Though the gain for new orders points to future strength for shipments, shipment data for July are soft. Total shipments rose only 0.2 percent in the month with core capital goods shipments, which are an input into the nonresidential investment component of the GDP report, down 0.4 percent to get the third-quarter off to a slow start. And immediate negatives for tomorrow’s second estimate of second-quarter GDP are incremental downward revisions to core capital goods shipments in June and May, now at minus 0.5 and minus 0.7 percent.
Unfilled orders are also a concern in the report, down 0.1 percent in July on top of June’s very steep 0.9 percent decline. Lack of unfilled orders is not only a negative for production but also for employment. On the plus side, inventories broke a long run of contraction with a 0.3 percent rise and are still very lean with the inventory-to-shipments ratio unchanged at 1.64.

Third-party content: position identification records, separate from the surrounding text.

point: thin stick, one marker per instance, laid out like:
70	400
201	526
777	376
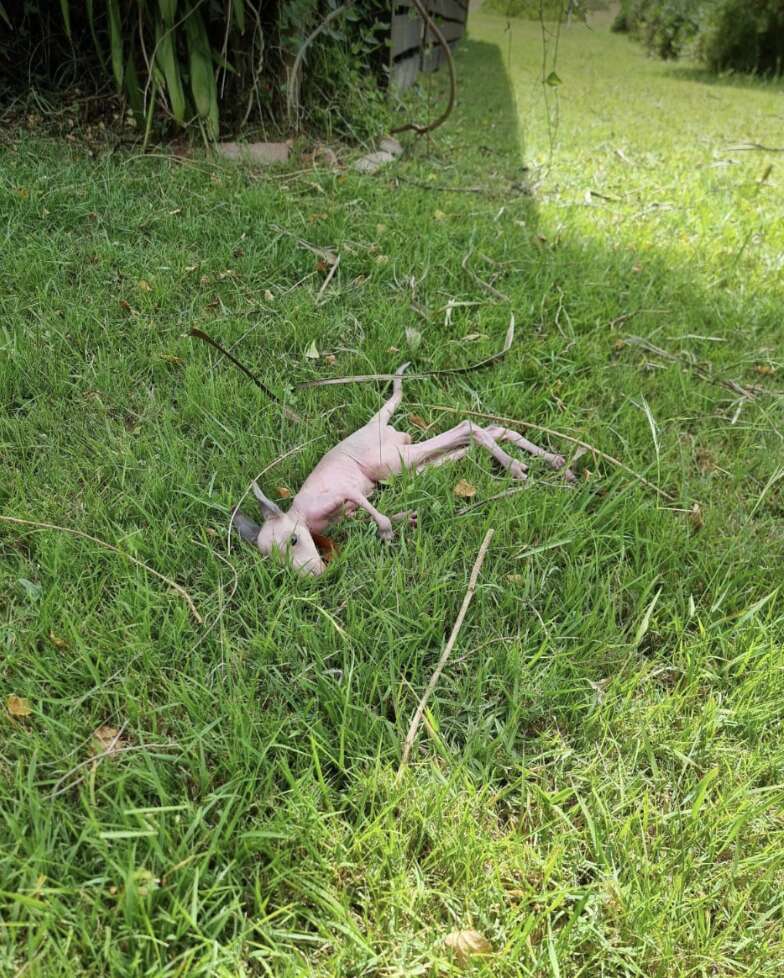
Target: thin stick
327	280
420	710
481	282
200	334
556	434
102	543
364	378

Turning back to new orders, other areas of monthly strength include both primary and fabricated metals, electrical equipment, and defense aircraft. A general trend reading underscoring the report’s strength is the year-on-year new order rate for ex-transportation, now at only minus 0.6 percent vs minus 3.4 percent in June.
New orders in this report together with last week’s strong showing for manufacturing in the industrial production report point to second-half possibilities for the factory sector and its contribution to the nation’s growth.